Com doutoramento em Singapura e formação nos EUA, Sohel Murshed disse compreender que “cada partido tem a sua política, mas (todos) devem ser responsáveis”.
“Se esse partido quer ser governo, tem de perceber as consequências dos seus atos. Quando põem um cartaz contra outro país, isso é irresponsável” do ponto de vista político e “coloca em risco uma comunidade vulnerável”, que pode ser um “alvo fácil” de violência ou discriminação por parte de parte dos cidadãos nacionais.
“Para mim, pessoalmente, o cartaz não é alarmante. Sou professor numa universidade prestigiada, tenho um percurso, não fui eu que quis vir, fui convidado a concorrer a uma vaga aqui. Mas este discurso é perigoso porque ataca toda uma comunidade”, defendeu Sohel Murshed.

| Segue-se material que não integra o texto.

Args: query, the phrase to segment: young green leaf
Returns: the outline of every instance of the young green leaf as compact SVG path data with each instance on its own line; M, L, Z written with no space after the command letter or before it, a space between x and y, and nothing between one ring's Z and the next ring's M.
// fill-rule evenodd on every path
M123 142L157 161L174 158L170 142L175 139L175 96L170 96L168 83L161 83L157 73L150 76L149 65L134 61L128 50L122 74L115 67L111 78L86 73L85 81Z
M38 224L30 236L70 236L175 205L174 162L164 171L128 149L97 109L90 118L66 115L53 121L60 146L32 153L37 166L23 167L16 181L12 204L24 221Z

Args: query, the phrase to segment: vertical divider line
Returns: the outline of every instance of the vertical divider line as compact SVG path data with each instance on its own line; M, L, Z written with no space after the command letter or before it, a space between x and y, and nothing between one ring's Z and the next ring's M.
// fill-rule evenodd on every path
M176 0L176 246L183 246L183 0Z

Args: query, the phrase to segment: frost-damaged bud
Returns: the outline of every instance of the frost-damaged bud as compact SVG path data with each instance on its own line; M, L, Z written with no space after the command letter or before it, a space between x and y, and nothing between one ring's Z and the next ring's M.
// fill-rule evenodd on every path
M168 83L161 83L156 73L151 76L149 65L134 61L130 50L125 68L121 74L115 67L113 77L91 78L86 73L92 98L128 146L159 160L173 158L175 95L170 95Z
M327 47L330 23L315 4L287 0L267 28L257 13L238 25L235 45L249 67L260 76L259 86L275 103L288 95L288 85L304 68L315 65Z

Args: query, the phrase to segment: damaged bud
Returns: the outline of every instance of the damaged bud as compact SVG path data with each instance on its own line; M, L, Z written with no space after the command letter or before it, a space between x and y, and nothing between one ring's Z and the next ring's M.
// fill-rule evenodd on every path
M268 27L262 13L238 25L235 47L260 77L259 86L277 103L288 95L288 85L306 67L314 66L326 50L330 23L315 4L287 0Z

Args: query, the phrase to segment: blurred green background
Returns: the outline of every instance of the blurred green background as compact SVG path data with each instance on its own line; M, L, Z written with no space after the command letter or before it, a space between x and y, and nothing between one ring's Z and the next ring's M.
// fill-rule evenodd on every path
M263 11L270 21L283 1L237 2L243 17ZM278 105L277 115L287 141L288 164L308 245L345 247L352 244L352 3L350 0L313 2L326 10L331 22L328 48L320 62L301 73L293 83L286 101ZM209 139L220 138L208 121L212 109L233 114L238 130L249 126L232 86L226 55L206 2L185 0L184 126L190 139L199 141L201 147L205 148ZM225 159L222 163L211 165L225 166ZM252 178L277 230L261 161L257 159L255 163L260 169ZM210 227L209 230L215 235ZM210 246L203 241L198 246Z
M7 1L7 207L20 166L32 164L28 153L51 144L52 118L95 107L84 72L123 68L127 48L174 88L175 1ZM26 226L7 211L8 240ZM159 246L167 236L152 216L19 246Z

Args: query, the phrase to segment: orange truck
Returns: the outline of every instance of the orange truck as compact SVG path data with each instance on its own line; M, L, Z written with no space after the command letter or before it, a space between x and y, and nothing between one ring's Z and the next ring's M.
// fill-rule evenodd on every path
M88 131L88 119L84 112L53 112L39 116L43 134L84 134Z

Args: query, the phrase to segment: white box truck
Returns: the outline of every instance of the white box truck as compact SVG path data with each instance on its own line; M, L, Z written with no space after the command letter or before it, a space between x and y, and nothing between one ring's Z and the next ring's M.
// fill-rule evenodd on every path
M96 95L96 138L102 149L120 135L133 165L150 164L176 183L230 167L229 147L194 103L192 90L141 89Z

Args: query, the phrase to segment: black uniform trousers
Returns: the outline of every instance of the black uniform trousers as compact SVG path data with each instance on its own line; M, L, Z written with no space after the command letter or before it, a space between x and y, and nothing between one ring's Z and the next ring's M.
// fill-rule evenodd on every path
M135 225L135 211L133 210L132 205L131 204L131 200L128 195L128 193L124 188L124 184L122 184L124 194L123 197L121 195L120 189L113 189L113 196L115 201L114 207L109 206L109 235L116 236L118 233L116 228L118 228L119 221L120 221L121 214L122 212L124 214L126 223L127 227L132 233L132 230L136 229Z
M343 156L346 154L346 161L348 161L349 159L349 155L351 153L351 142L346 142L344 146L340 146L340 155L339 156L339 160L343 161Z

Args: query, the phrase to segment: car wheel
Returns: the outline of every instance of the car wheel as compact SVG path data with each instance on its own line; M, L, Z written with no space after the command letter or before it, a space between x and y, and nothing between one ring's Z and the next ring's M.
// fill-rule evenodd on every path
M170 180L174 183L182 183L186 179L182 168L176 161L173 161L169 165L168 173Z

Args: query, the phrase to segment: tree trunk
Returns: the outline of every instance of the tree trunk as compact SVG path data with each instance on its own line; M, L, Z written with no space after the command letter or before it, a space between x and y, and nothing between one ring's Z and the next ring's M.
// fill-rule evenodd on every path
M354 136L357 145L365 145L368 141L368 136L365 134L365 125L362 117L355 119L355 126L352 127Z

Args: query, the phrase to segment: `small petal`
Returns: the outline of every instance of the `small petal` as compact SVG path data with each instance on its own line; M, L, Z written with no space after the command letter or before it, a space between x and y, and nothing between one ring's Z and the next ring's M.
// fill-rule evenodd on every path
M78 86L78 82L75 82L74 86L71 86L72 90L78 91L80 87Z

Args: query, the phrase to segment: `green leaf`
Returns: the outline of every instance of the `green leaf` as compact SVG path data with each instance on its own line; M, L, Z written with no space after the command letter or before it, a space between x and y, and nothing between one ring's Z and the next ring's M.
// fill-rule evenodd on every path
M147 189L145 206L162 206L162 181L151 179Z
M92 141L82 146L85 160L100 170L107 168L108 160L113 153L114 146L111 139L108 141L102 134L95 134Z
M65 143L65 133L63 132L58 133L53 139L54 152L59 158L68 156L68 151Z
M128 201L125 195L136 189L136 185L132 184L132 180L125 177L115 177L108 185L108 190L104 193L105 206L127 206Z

E o cartaz “é ainda mais perigoso, porque representa a posição de um partido político”, colocando em causa a própria imagem de Portugal no exterior.
“O Bangladesh tem 180 milhões de pessoas, lá existem mais fãs de Cristiano Ronaldo do que todos os portugueses juntos e este cartaz foi notícia lá. As pessoas não perceberam como é que um país tão bom autoriza um cartaz daqueles”, salientou.
Por isso, defende Sohel Murshed, as autoridades portuguesas devem agir, porque “não fazer nada é ser cúmplice desse discurso contra um país inteiro”.
Quando chegou, vindo de Orlando, Estados Unidos, Sohel Murshed não sentiu qualquer problema: “Éramos poucos e a política era mais liberal”, mas, “com o tempo, o discurso mudou”.
Sohel Murshed recorda que a chegada de muitos compatriotas, a par de outros imigrantes do subcontinente indiano, foi beneficiada por regras mais abertas. “Era mais fácil e entrou muita gente, mas pelos canais autorizados de então”, recordou o investigador.
“Cabe ao governo fazer cumprir a lei e não concordo com imigrantes ilegais, mas não é aceitável atacar e culpar quem chegou nos canais que eram autorizados”, afirmou.
Sohel Murshed tem dois filhos, de nove e dois anos, que nasceram em Portugal, “são portugueses e nem querem ouvir falar em ir para outro país”.
O seu sonho é ter uma casa no Algarve, para “aproveitar o bom tempo e a velhice”, pelo que um regresso ao Bangladesh está no horizonte “apenas para férias e estar com a família”.